If you look at the attachment of the sheet in the pic you will see the main sheet attached to the traveler. That little rail is not really a rail, its to allow the angle of the main sheet to be adjusted. The main sheet block should attach to that little traveler with a shackle or a special bracket that has wheels to roll back and foorth on the " rail" .

I have a Cat 22 so for reference here is what I am thinking of.. your boat should be similar.


----------



## PhilCarlson (Dec 14, 2013)

MikePNJ said:


> ...I'm basically clewless...


I see what you did there! Nice! :laugher

Welcome aboard!


----------



## MikePNJ (Sep 21, 2018)

Thanks Sal. That makes more sense to me. Now to hunt down that traveler car. It helps me that it was used an a Cat 22. I just hope the rail diameter is the same. I found one on Catalina direct for $52.

Would I connect the fiddle block to the boom or the end closer to the rail? Or would I connect that shackle on the end of the double block to the rail without the traveler car? Here are more mainsheet pictures.


----------



## Sal Paradise (Sep 14, 2012)

Well I would think you would want to adjust the sheet from the back, as in a cat 22. 

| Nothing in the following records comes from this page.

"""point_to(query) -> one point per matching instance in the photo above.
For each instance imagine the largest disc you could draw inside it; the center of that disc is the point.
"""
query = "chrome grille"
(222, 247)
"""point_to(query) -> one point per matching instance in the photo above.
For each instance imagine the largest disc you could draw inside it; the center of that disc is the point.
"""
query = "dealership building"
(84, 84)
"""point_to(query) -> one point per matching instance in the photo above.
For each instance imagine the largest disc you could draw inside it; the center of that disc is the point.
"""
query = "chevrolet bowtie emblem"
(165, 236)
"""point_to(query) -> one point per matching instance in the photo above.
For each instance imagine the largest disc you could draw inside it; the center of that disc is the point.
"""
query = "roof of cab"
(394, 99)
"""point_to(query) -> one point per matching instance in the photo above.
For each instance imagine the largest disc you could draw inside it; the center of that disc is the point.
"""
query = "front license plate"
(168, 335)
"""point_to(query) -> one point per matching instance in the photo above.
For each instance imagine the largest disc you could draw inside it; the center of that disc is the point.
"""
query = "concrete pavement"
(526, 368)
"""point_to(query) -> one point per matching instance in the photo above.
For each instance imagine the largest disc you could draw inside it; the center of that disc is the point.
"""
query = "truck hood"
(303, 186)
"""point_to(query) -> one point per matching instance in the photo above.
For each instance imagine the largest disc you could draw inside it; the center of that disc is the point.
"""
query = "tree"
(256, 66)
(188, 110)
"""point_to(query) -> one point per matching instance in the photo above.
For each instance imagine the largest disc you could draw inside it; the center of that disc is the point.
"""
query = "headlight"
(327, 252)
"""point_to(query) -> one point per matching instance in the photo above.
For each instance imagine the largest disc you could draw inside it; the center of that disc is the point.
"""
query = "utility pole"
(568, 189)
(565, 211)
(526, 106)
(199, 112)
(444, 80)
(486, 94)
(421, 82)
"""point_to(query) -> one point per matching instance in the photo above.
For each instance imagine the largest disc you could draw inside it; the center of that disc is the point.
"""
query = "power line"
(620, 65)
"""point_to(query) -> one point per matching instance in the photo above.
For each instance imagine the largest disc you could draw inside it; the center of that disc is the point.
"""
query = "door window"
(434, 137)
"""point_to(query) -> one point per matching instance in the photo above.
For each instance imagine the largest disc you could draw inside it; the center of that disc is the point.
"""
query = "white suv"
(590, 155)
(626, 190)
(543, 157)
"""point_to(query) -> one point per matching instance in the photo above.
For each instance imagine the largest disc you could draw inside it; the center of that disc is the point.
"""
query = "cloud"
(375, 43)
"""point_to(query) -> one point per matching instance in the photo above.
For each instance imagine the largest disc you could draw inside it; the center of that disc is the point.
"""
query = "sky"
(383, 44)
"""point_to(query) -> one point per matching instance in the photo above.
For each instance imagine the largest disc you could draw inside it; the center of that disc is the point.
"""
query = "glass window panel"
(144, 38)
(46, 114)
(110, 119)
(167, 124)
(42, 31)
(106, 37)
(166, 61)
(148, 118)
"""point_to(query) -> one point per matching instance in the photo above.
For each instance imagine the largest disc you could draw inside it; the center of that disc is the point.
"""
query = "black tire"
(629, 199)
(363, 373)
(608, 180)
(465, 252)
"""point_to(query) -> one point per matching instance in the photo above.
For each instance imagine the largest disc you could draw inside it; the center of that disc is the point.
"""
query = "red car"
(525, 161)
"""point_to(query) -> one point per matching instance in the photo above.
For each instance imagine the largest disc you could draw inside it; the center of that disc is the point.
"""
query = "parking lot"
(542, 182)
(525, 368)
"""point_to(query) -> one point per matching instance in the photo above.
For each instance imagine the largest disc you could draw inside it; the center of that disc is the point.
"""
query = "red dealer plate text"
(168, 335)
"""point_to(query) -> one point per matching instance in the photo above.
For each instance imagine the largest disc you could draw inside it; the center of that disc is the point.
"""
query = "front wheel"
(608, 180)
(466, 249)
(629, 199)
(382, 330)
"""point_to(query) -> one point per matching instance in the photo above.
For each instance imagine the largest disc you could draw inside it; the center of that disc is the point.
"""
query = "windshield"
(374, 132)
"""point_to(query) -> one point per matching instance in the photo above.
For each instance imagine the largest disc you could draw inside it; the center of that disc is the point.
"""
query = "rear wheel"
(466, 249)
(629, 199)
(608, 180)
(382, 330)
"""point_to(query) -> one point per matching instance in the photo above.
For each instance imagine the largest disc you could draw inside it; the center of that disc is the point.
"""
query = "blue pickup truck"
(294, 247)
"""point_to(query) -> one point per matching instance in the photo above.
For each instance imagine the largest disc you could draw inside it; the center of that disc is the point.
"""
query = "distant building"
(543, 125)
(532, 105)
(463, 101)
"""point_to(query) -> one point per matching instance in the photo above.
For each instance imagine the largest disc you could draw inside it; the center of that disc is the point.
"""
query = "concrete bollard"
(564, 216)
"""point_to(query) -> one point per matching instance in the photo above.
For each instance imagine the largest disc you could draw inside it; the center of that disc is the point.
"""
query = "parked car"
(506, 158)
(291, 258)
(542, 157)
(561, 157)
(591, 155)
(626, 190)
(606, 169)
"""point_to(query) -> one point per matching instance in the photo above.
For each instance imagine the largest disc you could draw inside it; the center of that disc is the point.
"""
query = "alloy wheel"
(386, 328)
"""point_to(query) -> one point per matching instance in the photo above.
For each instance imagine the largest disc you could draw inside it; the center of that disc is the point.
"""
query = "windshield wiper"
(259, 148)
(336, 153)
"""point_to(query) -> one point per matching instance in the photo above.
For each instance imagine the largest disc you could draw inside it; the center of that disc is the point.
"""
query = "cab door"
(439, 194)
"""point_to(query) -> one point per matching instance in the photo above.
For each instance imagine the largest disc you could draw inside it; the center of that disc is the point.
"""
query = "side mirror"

When I first got my boat, the block was attached to the traveler rail with a simple stainless steel shackle and it worked fine.


----------



## MikePNJ (Sep 21, 2018)

That explains why the PO has two plumbing valves attached to that rail. Must be to stop the shackle from falling over the ends!


----------



## Sal Paradise (Sep 14, 2012)

Not much time to get this baby into the water, Mike


----------



## MikePNJ (Sep 21, 2018)

Sal, the weather has been strange here as you know. Looks like after Thursday were looking at highs in the low to mid 50's. I'm waiting on my new shrouds and forestay. They are in route from Annapolis, hopefully they get here by the weekend. Looks like my maiden voyage will be a little colder, next week.


----------